Abstract

Vehicle detection is one of the most important environment perception tasks for autonomous vehicles. The traditional vision-based vehicle detection methods are not accurate enough especially for small and occluded targets, while the light detection and ranging- (lidar-) based methods are good in detecting obstacles but they are time-consuming and have a low classification rate for different target types. Focusing on these shortcomings to make the full use of the advantages of the depth information of lidar and the obstacle classification ability of vision, this work proposes a real-time vehicle detection algorithm which fuses vision and lidar point cloud information. Firstly, the obstacles are detected by the grid projection method using the lidar point cloud information. Then, the obstacles are mapped to the image to get several separated regions of interest (ROIs). After that, the ROIs are expanded based on the dynamic threshold and merged to generate the final ROI. Finally, a deep learning method named You Only Look Once (YOLO) is applied on the ROI to detect vehicles. The experimental results on the KITTI dataset demonstrate that the proposed algorithm has high detection accuracy and good real-time performance. Compared with the detection method based only on the YOLO deep learning, the mean average precision (mAP) is increased by 17%.

1. Introduction

The core technology of the unmanned driving includes the environmental perception, precise positioning, and path planning. The complex road environments, especially the mixed traffic environments, cause great difficulties to the environment perception of the autonomous vehicles.
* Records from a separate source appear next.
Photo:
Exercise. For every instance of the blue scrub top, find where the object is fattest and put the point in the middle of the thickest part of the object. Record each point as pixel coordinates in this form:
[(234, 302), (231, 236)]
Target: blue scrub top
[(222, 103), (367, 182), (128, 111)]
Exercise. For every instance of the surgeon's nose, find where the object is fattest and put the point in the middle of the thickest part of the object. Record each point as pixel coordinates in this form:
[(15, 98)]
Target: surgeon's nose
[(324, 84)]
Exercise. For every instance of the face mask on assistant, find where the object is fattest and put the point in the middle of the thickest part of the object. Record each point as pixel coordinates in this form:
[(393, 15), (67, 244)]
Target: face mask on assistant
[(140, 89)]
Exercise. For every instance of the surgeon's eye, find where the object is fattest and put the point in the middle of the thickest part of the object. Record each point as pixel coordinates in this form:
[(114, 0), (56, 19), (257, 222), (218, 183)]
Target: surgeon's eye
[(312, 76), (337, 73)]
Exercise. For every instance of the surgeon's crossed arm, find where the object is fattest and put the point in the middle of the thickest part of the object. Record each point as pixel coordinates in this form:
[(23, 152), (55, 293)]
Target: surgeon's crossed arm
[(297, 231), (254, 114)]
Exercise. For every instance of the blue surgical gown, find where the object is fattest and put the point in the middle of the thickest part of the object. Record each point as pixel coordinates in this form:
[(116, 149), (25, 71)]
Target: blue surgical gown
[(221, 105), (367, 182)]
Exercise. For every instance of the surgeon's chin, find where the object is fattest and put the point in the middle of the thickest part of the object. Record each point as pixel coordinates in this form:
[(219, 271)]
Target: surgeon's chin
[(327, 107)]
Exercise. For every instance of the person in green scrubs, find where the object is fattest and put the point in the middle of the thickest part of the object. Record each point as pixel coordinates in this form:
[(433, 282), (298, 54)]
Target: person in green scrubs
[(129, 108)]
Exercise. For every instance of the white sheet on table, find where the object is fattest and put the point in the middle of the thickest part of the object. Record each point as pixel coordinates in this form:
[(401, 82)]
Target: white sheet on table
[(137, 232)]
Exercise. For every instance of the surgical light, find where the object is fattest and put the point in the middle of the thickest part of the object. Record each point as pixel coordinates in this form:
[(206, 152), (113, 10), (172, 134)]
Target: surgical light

Moreover, vehicle detection is an important part of the environment perception and plays a vital role in the safe driving of the unmanned ground vehicle (UGV).

Currently, the mainstream obstacle detection sensors are camera and lidar. Cameras have been widely used in the intelligent driving because of their low cost and the ability to obtain textures and colors of targets, which are especially important in recognition of the traffic lights and traffic signs. In [1], vehicles were detected based on the ground plane assumption. In [2, 3], the histogram of oriented gradient (HOG) and Haar features were, respectively, used to detect the vehicles. In [4], a scale-insensitive convolution neural network (SINet) was proposed to detect vehicles, and vehicles of different sizes were detected in the images. However, a single camera cannot obtain depth information and is greatly affected by lighting conditions.

On the other hand, lidar can acquire distance and three-dimensional information at a long detection distance. Lidar is not affected by the illumination conditions and has strong robustness, so it has been widely used in the environmental perception. In [5], the geometry-based target recognition was used, but that method was highly influenced by the environmental conditions, such as the presence of bushes, which could be misidentified. Moreover, in [6], lidar was used to detect and classify pedestrians. The point clouds acquired by the lidar were projected onto the grid and clustered by the global nearest neighbor (GNN), and for each candidate, its eigenvector was calculated and classified by the support vector machine (SVM) based on the radical basis function (RBF) kernel. In [7], the heuristic algorithm based on the shape and location of the road network was used, and the clustered data were processed to select the objects that could be vehicles. In [8], pedestrians and cyclists on the road are classified by saliency network. In [9], the local features were extracted from 3D voxels and the targets were classified by the decision trees. In [10], the deep neural network model is used to classify objects in multiscale. On the one hand, in [11], the vehicles and pedestrians were classified using the Gaussian hybrid model classifier (GMM classifier). In [12], a 3D object recognition method that does not require segmentation was proposed. The 3D Haar-like local features were used instead of the global features, and the local features were combined with the AdaBoost training. In order to improve the efficiency of the operation, a 3D summation area table was used, and to reduce the false alarm, the classifier was retrained multiple times using the false detection as negative samples. However, the cost of the used lidar was very high, the amount of calculation was large, the color information could not be obtained, and the resolution decreased with the increase in the distance; besides, only very scarce information on the long-distance objects could be obtained.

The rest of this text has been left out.